Assessing the ecological needs of the wood’s flora and fauna and the broader community was a “live project,” applied social sciences professor Jenni Holsinger said, that involved “real research and real problems that come along with the research process.” 

Seniors Nidhi Vinod (left) and Bekah Mongold assessed forest management needs and possibilities in EMU’s Park Woods, including the deadly impact of emerald ash borer on ash trees.

Mongold and fellow senior Nidhi Vinod assessed forest management needs and possibilities in Park Woods, while Ethan Mathews and John Dudley focused on water management, and Victoria Barnes and Xander Silva mapped the stakeholders.

Park Woods is plagued with the invasive bush honeysuckle, plus emerald ash borer, which has caused the death of nearly all of the ash trees there. It also faces frequent flooding from rainfall runoff from elevated surroundings; a diversion dike along its southeast edge retains water in order to prevent flooding of and the dispersion of sediments into the Harrisonburg creek Blacks Run.

Along with the dead ash trees, that flooding threatens or destroys parts of the Park Woods walking path, a winding trail that, along with the fire circle, the pavilion, and, in years past, Park Cabin, is responsible for attracting many of the woods’ stakeholders: VMRC residents, nearby community members, Eastern Mennonite School students, and EMU alumni and student groups. One alumni group, Friends of Park Woods, was organized a few years ago by Paul Lehman and Professor Emeritus Kenton Brubaker and has done much to bring attention to the plight of the woods. 

Moving forward

The capstone students pointed to possible interventions in Park Woods, including community volunteers and even goats to remove invasive plant species. 

Ethan Mathews (left) and John Dudley focused on water management in Park Woods. This diversion dike along its southeast edge retains water from rainfall runoff from elevated surroundings.

For water management, defining waterways and constructing a wet pond would make the woods both more healthy and attractive, said Mathews, with the pond in particular becoming “a nice place for anybody to come enjoy.”

Even with a limited budget, Barnes said, small improvements – in signage, for example – would promote student use of the woods. And adding bathrooms in Park Cabin would benefit guests, as well.

Intervening, though, takes balance, said Silva. 

“I think the biggest thing I learned was finding the line between maximum utility of a space and keeping it a natural ecosystem,” he said. “There are a lot of things that we could do here that would make it a lot more appealing for students and just humans in general, but I also think there are a lot of things that are really special about this place that we really shouldn’t change. … you kind of have to step back and say this space has its own ideas of what it wants to do, and that has to be taken into account.”
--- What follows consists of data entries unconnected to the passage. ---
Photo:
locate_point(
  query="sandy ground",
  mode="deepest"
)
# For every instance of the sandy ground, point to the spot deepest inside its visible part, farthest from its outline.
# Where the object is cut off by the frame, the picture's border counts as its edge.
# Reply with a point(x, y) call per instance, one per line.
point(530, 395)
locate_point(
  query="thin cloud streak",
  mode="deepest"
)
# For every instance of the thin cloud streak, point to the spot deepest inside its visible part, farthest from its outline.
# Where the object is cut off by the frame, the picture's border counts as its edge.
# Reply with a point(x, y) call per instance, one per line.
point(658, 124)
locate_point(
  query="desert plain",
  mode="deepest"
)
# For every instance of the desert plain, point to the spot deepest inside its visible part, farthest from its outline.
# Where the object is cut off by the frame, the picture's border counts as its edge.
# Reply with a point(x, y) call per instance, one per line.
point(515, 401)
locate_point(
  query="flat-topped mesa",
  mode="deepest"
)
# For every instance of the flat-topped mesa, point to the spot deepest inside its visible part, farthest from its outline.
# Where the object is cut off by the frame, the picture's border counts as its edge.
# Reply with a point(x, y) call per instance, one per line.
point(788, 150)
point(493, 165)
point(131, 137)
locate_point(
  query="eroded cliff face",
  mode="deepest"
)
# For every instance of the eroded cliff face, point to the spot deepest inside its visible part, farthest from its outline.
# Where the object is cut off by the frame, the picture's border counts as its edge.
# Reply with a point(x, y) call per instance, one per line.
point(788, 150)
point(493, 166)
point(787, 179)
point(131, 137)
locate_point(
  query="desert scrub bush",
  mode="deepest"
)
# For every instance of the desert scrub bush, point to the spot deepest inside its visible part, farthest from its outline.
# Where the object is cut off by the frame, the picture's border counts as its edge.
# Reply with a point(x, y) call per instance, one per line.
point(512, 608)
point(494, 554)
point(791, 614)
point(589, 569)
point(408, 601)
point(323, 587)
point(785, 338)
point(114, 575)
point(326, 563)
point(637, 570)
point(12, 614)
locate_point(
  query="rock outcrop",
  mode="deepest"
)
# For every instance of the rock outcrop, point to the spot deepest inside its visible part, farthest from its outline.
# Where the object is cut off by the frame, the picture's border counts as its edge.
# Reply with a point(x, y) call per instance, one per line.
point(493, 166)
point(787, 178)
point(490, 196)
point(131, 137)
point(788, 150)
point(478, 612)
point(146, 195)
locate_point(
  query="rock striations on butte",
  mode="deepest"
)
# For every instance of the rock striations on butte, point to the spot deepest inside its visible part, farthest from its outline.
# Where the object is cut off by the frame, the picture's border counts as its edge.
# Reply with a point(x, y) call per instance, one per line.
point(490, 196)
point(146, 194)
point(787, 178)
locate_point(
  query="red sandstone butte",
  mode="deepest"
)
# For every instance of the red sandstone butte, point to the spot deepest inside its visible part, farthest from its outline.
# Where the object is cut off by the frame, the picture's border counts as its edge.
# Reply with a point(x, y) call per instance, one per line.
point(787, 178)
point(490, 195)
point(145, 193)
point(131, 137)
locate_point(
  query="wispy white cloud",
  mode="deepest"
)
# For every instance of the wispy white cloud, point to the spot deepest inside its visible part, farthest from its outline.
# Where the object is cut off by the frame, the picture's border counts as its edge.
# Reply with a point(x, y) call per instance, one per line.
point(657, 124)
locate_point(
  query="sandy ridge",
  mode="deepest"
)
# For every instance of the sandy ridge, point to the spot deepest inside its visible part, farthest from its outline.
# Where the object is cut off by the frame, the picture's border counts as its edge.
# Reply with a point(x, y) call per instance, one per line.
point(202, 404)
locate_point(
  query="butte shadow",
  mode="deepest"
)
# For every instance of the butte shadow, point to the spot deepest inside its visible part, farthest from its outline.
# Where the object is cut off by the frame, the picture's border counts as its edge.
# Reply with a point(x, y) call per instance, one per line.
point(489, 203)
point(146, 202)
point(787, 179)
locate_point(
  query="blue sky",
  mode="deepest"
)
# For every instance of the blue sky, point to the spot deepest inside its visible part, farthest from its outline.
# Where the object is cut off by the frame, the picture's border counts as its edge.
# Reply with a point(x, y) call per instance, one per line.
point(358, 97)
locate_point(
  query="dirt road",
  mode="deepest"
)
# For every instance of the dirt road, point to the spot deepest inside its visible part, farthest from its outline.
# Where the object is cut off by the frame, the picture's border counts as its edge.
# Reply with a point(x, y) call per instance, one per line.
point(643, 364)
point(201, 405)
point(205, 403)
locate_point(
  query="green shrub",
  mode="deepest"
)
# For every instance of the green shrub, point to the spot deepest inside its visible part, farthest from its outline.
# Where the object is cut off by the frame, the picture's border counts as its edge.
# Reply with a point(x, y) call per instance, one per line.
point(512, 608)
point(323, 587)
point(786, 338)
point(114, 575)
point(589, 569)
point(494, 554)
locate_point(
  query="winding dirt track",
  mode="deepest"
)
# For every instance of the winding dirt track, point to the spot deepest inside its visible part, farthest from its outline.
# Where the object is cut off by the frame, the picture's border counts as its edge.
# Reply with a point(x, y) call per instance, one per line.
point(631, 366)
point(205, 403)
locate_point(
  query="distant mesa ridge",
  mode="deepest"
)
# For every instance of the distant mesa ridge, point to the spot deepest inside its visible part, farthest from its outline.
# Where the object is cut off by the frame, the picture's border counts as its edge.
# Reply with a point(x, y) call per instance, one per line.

“I would like to come back in 10 years and seeing more than just honeysuckle and ivy,” Mongold said. 

That may be doable – but other hopes are less likely.

“I would really like to see some ash trees through here,” she added, “but I don’t think that’s possible.”

Discussion on “A ‘live project’ for environmental sustainability students: Park Woods

  1. It is gratifying to see continuing interest of students in the ecological well-being of Park Woods. May their efforts prosper.

    For an historical perspective, it may be of interest to go to the EMU Library and dust off a copy of a thesis I wrote 60 years ago for a Master’s degree at Cornell University on the vascular plants and vertebrates of Park Woods.

  2. EMU Community–Thank you for the interest in the welfare of Park Woods. The woodlot there has a great history—but slowly over the past decades nature has taken its route forming a condition not unlike Waterman’s Woods along Waterman Drive a mile away.
    When the crowns of a tree lot don’t annually shade the ground under, the prolific growth of understory results–very varied with undesirable vegetation taking over.
    You have a daunting task to deal with water control, undesirable undergrowth removal, and overall maintenance—new plantings as necessary. Best wishes on any improvements —It will be work with a capital W.